Родственники Гегеля отмечают другие прискорбные отсутствия на похоронах: на них не было его незаконнорожденного сына, который недавно умер в Батавии, — известие об этом еще не достигло Европы, так что отец так и не узнал о смерти сына; не было его сестры, жившей далеко от Берлина и к тому же считавшейся сумасшедшей, хотя длинное, подробное, доверительное письмо, которое ей отправила госпожа Гегель, заставляет задуматься о природе и степени этого «безумия».
Внимательный наблюдатель нашел бы, о чем поразмыслить. Неожиданности множились по ходу дела. Пик пришелся на речи, особенно на вторую.
Первым в университетской аудитории взял слово пастор Мархейнеке, он, как того и следовало ожидать, выступил подобающе христианину.

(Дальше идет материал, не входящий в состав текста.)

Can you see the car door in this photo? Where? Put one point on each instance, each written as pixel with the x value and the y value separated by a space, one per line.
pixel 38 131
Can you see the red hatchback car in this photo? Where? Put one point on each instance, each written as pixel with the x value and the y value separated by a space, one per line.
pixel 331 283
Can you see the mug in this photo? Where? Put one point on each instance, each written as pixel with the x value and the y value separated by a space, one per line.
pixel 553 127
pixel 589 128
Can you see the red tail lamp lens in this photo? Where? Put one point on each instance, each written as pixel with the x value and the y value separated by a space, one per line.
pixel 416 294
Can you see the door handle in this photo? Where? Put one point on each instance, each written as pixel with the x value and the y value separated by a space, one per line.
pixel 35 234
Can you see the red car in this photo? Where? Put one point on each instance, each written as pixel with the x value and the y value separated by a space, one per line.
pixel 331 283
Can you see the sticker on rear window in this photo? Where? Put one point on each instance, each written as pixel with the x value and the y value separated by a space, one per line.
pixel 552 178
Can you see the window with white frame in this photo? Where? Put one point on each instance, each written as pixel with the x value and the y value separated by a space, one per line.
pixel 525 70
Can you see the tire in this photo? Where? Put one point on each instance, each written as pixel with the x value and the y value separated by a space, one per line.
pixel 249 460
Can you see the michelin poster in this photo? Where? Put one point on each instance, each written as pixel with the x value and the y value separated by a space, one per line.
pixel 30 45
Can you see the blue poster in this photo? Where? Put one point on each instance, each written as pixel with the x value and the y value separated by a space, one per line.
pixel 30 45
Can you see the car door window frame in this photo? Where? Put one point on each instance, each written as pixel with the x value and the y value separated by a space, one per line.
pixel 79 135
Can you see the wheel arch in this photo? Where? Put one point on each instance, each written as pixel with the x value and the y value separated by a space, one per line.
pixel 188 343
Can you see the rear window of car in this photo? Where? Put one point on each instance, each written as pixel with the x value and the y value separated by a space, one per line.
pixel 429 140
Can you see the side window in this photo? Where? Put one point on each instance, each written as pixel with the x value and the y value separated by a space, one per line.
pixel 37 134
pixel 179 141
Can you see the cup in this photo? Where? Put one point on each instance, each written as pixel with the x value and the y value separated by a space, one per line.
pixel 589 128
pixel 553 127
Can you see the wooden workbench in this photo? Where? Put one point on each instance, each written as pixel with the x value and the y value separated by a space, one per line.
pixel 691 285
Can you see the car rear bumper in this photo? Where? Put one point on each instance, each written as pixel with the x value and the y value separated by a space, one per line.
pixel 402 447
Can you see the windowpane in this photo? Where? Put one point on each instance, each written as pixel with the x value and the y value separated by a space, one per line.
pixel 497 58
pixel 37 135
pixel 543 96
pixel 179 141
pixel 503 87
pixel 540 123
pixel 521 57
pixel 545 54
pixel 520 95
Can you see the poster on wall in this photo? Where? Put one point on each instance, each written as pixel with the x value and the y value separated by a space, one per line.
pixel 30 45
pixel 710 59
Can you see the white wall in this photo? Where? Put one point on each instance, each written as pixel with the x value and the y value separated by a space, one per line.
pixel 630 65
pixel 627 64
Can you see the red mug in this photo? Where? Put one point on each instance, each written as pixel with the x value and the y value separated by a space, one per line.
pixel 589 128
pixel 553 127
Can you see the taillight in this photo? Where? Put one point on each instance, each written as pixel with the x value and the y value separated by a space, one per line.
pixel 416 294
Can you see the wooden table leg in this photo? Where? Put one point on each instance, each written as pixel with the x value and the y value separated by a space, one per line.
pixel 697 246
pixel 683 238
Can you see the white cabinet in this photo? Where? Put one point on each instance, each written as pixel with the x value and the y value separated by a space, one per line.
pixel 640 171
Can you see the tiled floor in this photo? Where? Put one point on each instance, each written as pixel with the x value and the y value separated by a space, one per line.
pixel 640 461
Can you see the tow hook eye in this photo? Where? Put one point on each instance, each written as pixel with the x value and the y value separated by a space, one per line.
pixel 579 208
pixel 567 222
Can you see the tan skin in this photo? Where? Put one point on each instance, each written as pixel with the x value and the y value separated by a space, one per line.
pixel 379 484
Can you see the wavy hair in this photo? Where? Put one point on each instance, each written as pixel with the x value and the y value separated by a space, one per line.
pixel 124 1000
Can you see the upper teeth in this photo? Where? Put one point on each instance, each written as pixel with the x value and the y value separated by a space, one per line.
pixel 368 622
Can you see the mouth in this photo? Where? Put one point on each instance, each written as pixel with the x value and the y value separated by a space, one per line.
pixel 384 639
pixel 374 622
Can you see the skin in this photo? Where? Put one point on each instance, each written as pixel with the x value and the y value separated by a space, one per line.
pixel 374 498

Чтобы оценить действительное значение происходивших событий, не следует забывать о том, что в те времена никто не отваживался на публичное упоминание о них, за исключением Ганса, любимого ученика, мыслителя — еретика, автора проверенного цензурой некролога[3]. Тот факт, что единственным, кто в письменной форме публично выразил дань уважения памяти Гегеля, был еврей, видный деятель еврейского движения в Берлине, либерал, республиканец, сен — симонист, говорит о многом. Молчание прочих на этом фоне весьма красноречиво. Немногие, доверившие мысли бумаге в письмах или мемуарах, не предавали их огласке и опубликованы они были много позже. Теперь нам приходится отыскивать эти тексты и истолковывать, делая это с трудом и часто вслепую.
К счастью, сразу же были отпечатаны версии речей[4], но ряд признаков заставляют сомневаться в точности их воспроизведения. Нам трудно судить о них главным образом потому, что оба выступавшие в тот день оратора были лишены возможности высказаться враждебно по отношению к существующему политическому режиму и господствующей идеологии, противниками или, по меньшей мере, суровыми критиками которых они, надо думать, на самом деле были. К тому же, и тот и другой были не в курсе важных сторон жизни Гегеля, а может быть, решили их не касаться под давлением, из осторожности или по соображениям благопристойности.